Lebih jauh lagi, sebagai tindak lanjut konkret, Dinas Kesehatan Sulsel bersama PKK Sulsel siap melaksanakan imunisasi HPV bagi sekitar 1000 siswa SMA. Langkah ini menunjukkan komitmen nyata untuk melindungi kesehatan reproduksi remaja secara preventif.
Mengapa Kesehatan Mental Remaja Menjadi Fokus Utama?
Dalam pandangan Yusri, isu kesehatan mental remaja tidak bisa lagi diabaikan. “Tekanan sosial, akademik, dan perkembangan psikologis dapat memengaruhi kesejahteraan mental mereka. Kurangnya literasi kesehatan mental seringkali membuat remaja kesulitan mengenali dan mengelola emosi,” paparnya. Fenomena ini diperparah dengan lanskap digital yang kian kompleks.
Psikolog Bidang Klinis dan Forensik Biro Daya Potensia Indonesia, Sitti Annisa M Harusi, menambahkan perspektif kritis. Ia menyoroti kecenderungan remaja saat ini yang lebih terpengaruh oleh penilaian eksternal ketimbang kenyamanan diri, sebuah fenomena yang seringkali diperburuk oleh penggunaan gawai berlebihan dan budaya “productivity toxic”.
“Jika ingin melakukan sesuatu, remaja hendaklah bercermin dan menanyakan pantulan cermin itu, seperti apa keinginan dan kebutuhannya. Ini akan melahirkan generasi yang kuat secara mental untuk memastikan dia bertanggung jawab atas dirinya,” ungkap Annisa. Pesan ini menekankan pentingnya introspeksi diri dan penegasan identitas di tengah derasnya arus informasi dan ekspektasi sosial.

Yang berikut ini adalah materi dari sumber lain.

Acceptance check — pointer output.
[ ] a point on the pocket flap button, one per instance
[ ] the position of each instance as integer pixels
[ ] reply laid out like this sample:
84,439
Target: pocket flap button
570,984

Melalui kolaborasi yang terstruktur dan berjangka panjang ini, Dinas Kesehatan Sulsel, UNICEF, dan AJI Makassar berupaya keras membentuk fondasi kesehatan yang kokoh bagi generasi penerus. Edukasi komprehensif ini diharapkan tidak hanya menurunkan angka kasus kanker serviks di masa depan, tetapi juga memupuk ketangguhan mental remaja Makassar untuk menghadapi segala tantangan kehidupan.